Per fortuna, questo è precisamente quello che la parola di Dio offre. Nelle storie, nei lamenti e nelle promesse della Scrittura, ho trovato parole profondamente autentiche e divinamente autorevoli. La parola di Dio è gloriosamente sufficiente per badare al gregge (2 Tim. 3:16). Essa ha tutta l’autorità che ci manca!

Di conseguenza, possiamo pascere il gregge di Dio con una vera autorità. Questo dà al pastore molta libertà e franchezza nel pascere le pecore.
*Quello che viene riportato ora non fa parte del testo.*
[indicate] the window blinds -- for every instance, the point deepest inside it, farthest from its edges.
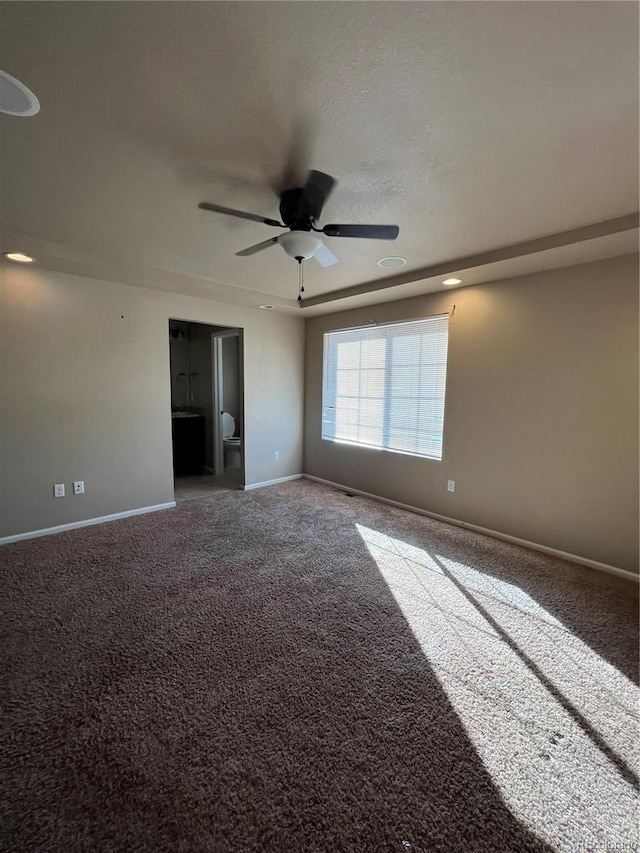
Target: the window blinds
(384, 386)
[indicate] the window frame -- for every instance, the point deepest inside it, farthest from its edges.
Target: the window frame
(389, 332)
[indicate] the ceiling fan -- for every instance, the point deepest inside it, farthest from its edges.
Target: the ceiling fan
(300, 209)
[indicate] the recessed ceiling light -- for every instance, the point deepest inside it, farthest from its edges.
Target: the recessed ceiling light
(19, 257)
(15, 98)
(392, 262)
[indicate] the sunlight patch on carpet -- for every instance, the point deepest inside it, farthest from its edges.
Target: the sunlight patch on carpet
(555, 725)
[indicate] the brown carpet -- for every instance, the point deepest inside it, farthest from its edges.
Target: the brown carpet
(293, 669)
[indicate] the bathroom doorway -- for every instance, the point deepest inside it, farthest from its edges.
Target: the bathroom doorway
(207, 408)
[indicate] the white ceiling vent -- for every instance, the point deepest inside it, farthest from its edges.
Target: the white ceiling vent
(15, 98)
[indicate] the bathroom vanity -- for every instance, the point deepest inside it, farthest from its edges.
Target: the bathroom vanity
(188, 438)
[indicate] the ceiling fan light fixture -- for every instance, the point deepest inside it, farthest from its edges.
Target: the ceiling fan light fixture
(393, 261)
(300, 244)
(18, 257)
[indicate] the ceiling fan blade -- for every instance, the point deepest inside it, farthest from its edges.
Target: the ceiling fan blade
(315, 193)
(205, 205)
(257, 248)
(325, 257)
(374, 232)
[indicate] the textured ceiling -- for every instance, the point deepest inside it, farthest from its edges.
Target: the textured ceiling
(472, 126)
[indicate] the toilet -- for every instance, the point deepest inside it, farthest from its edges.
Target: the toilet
(231, 443)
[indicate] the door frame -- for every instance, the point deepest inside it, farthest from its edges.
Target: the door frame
(217, 377)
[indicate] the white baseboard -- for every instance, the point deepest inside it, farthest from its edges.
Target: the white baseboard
(495, 534)
(87, 522)
(273, 482)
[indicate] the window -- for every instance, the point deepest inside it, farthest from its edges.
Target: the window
(383, 386)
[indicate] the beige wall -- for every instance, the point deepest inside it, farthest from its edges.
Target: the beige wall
(85, 394)
(541, 418)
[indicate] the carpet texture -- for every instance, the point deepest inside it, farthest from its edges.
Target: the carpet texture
(293, 669)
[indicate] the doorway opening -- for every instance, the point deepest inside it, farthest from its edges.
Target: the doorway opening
(207, 408)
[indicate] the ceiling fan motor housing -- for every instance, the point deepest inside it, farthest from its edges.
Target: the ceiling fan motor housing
(300, 208)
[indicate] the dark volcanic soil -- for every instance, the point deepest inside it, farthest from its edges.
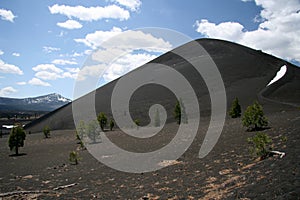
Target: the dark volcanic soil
(228, 172)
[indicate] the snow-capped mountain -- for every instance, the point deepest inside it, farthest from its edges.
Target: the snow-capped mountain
(41, 103)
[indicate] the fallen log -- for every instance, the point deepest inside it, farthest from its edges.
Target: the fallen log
(281, 154)
(65, 186)
(23, 192)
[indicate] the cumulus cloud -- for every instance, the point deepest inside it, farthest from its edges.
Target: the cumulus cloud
(7, 91)
(90, 13)
(51, 72)
(47, 67)
(120, 50)
(129, 40)
(21, 83)
(50, 49)
(126, 64)
(7, 15)
(9, 68)
(70, 24)
(277, 34)
(64, 62)
(95, 39)
(133, 5)
(38, 82)
(16, 54)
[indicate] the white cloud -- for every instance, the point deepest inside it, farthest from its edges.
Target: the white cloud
(50, 49)
(227, 30)
(51, 72)
(9, 68)
(46, 75)
(90, 71)
(64, 62)
(277, 34)
(7, 91)
(16, 54)
(70, 24)
(128, 40)
(7, 15)
(21, 83)
(126, 64)
(38, 82)
(95, 39)
(120, 50)
(91, 13)
(47, 67)
(133, 5)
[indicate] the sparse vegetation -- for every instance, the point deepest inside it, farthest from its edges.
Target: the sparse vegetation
(102, 119)
(254, 118)
(260, 145)
(92, 130)
(16, 139)
(283, 138)
(74, 157)
(111, 124)
(235, 110)
(137, 122)
(179, 113)
(46, 131)
(157, 119)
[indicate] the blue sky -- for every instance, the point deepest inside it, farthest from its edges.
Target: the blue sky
(43, 44)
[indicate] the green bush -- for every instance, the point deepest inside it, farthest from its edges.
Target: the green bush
(102, 119)
(111, 124)
(74, 157)
(157, 119)
(179, 113)
(260, 145)
(16, 138)
(235, 110)
(46, 131)
(137, 123)
(254, 118)
(92, 130)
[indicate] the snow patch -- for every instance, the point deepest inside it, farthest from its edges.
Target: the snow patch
(279, 74)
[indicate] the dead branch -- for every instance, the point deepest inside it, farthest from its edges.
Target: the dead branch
(23, 192)
(281, 154)
(65, 186)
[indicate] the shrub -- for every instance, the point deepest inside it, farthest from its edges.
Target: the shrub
(92, 130)
(102, 119)
(235, 110)
(46, 131)
(74, 157)
(111, 124)
(137, 122)
(254, 118)
(260, 145)
(16, 138)
(179, 112)
(157, 119)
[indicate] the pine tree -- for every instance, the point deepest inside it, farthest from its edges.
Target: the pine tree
(179, 113)
(235, 110)
(16, 138)
(111, 124)
(102, 119)
(157, 119)
(254, 118)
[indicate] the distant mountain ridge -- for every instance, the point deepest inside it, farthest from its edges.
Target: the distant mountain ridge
(48, 102)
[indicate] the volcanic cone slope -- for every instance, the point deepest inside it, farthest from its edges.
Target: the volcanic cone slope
(245, 72)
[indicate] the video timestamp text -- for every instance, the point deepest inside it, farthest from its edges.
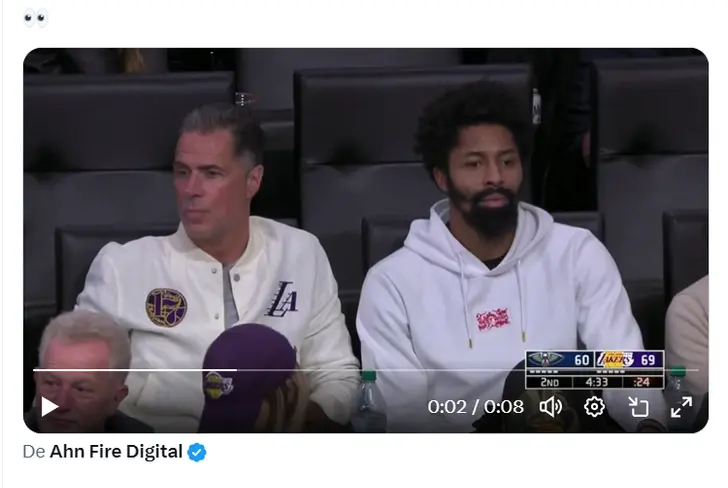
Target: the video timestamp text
(474, 407)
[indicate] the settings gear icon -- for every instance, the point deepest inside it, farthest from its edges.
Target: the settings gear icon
(594, 406)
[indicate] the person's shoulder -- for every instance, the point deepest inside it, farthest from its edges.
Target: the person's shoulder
(123, 423)
(572, 233)
(397, 266)
(695, 294)
(132, 251)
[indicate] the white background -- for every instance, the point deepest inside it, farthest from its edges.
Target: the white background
(387, 460)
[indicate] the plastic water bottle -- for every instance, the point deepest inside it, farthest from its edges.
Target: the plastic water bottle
(679, 402)
(536, 101)
(370, 414)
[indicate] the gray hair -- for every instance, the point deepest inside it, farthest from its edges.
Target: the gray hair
(248, 136)
(83, 325)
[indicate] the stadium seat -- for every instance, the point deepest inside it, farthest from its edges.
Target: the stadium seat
(268, 74)
(354, 141)
(650, 140)
(98, 150)
(650, 155)
(685, 248)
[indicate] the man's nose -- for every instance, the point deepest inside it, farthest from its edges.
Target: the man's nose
(492, 174)
(193, 185)
(63, 398)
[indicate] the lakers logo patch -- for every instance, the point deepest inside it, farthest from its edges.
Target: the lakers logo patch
(217, 385)
(166, 307)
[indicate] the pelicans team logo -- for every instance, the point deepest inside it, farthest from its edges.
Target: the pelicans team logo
(545, 359)
(615, 359)
(217, 385)
(166, 307)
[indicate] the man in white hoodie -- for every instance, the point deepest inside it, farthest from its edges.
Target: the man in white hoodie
(485, 279)
(222, 267)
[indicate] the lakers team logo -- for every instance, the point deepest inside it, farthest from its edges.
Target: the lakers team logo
(615, 359)
(217, 385)
(166, 307)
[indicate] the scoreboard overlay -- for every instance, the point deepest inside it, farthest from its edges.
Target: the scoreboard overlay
(594, 370)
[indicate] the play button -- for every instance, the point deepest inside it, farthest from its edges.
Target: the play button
(46, 406)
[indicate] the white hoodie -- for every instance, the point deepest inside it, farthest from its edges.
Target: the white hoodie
(454, 329)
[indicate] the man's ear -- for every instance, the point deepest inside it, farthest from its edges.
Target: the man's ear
(440, 179)
(254, 180)
(121, 394)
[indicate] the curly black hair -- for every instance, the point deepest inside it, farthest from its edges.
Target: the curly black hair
(482, 102)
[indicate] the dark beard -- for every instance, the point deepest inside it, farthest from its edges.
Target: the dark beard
(491, 223)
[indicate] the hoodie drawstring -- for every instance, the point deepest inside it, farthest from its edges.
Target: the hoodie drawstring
(522, 301)
(466, 312)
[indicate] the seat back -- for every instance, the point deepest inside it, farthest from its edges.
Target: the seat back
(98, 151)
(268, 73)
(354, 140)
(649, 151)
(685, 248)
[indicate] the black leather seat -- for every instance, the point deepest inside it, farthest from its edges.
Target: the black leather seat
(268, 74)
(98, 151)
(685, 238)
(650, 155)
(354, 137)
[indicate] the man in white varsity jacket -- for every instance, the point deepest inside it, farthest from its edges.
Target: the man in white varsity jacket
(222, 267)
(485, 279)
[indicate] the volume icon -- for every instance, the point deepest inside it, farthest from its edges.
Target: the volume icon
(551, 407)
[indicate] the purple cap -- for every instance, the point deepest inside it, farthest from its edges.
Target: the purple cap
(263, 359)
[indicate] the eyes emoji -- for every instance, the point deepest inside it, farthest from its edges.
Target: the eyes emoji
(30, 17)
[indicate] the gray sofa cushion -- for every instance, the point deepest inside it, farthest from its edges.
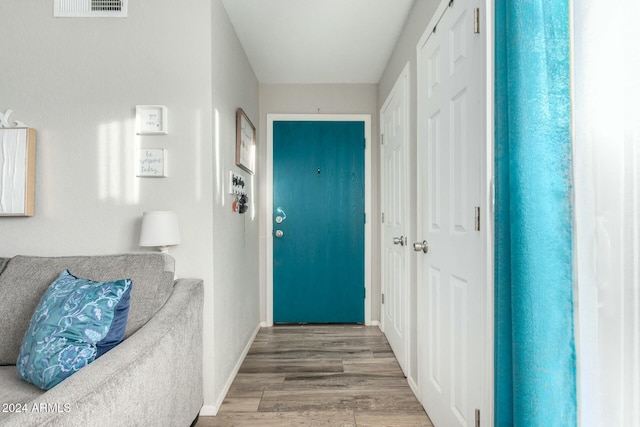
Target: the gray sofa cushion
(25, 279)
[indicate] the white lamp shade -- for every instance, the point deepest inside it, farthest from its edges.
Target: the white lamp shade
(160, 229)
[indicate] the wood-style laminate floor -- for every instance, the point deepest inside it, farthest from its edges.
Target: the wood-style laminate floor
(327, 375)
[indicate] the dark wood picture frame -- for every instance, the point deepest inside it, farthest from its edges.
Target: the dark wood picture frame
(245, 142)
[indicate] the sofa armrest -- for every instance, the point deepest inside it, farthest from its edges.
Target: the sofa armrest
(154, 377)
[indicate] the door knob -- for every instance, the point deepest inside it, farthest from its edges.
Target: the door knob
(421, 246)
(400, 240)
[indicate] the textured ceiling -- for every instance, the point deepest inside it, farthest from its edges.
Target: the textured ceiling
(318, 41)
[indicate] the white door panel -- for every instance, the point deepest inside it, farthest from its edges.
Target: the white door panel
(395, 180)
(451, 275)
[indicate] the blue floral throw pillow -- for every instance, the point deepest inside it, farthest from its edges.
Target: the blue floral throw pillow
(73, 316)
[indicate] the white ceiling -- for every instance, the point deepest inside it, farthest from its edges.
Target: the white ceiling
(318, 41)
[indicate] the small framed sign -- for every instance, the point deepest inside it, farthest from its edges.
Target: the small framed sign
(245, 142)
(151, 120)
(152, 163)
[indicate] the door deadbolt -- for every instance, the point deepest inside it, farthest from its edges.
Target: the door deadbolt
(421, 246)
(400, 240)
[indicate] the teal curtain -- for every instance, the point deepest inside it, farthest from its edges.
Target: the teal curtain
(535, 367)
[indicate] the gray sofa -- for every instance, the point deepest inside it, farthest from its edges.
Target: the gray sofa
(153, 378)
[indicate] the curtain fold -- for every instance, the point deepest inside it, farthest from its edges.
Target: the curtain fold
(535, 382)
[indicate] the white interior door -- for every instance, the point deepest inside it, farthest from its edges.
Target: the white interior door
(451, 273)
(395, 222)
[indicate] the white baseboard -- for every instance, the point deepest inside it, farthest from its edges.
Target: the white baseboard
(209, 411)
(212, 410)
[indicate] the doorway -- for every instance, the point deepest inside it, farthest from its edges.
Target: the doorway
(318, 239)
(452, 187)
(271, 214)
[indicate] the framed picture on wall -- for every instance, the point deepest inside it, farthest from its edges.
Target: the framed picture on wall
(245, 142)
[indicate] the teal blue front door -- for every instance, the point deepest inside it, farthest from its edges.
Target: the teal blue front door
(318, 222)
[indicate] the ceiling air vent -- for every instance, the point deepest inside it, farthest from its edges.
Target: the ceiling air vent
(90, 8)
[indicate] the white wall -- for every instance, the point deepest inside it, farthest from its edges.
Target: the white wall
(607, 208)
(235, 237)
(77, 81)
(322, 99)
(404, 51)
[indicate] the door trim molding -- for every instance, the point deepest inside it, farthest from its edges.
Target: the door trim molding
(268, 212)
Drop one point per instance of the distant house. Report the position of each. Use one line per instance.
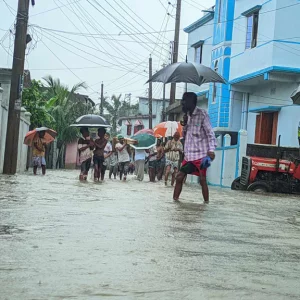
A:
(131, 124)
(5, 83)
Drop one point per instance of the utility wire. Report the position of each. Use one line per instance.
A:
(137, 16)
(115, 45)
(66, 66)
(110, 66)
(49, 10)
(130, 23)
(111, 19)
(89, 47)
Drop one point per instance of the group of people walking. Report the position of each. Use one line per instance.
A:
(164, 160)
(105, 155)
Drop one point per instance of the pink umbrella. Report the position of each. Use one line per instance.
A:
(145, 131)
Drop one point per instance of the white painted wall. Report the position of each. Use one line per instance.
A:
(287, 27)
(236, 111)
(288, 121)
(270, 94)
(22, 149)
(202, 33)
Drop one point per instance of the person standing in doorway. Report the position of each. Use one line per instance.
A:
(123, 157)
(200, 144)
(98, 159)
(39, 150)
(85, 148)
(173, 150)
(139, 158)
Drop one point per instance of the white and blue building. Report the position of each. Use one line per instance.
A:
(255, 46)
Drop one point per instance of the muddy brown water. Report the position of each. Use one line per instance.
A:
(61, 239)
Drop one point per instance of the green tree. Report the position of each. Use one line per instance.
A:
(65, 108)
(113, 107)
(34, 101)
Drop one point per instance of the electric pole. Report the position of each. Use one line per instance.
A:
(150, 93)
(15, 100)
(102, 100)
(164, 103)
(175, 48)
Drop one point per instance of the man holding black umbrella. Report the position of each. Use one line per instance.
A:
(200, 144)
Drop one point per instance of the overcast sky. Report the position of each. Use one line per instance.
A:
(99, 40)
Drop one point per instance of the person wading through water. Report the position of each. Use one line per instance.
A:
(172, 150)
(200, 144)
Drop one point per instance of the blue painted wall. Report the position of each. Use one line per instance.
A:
(219, 111)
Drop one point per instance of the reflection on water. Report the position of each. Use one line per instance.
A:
(61, 239)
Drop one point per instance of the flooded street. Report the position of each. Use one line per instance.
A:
(61, 239)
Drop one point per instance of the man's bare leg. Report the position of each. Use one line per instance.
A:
(178, 186)
(43, 169)
(205, 191)
(174, 176)
(168, 169)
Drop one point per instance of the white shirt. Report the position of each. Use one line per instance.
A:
(108, 148)
(140, 155)
(123, 155)
(152, 151)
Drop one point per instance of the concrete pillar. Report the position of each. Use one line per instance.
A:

Noi pastori possiamo, con vera umiltà e ferma fiducia, esortare le persone a ravvedersi quando peccano, assicurare loro la cura di Dio quando soffrono, promettere loro le ricchezze eterne quando si trovano sul letto di morte—tutto questo con l’autorità della preziosissima parola di Dio.

Note:

  1. Chaves, Mark, Shawna L. Anderson e Alison Eagle. 2014. National Congregations Study. Durham, North Carolina: Duke University, Dipartimento di Sociologia.

  2. Paul David Tripp, Dangerous Calling, 94

  3. James Stalker, The Preacher and His Models, citato da Murray Capill, The Heart is the Target, 94


Hayden Hefner è il pastore del discepolato della Bridgeway Church a Oklahoma City. Ha conseguito un master in studi teologici presso il Southwestern Baptist Theological Seminary e sta studiando per ottenere un Master of Divinity.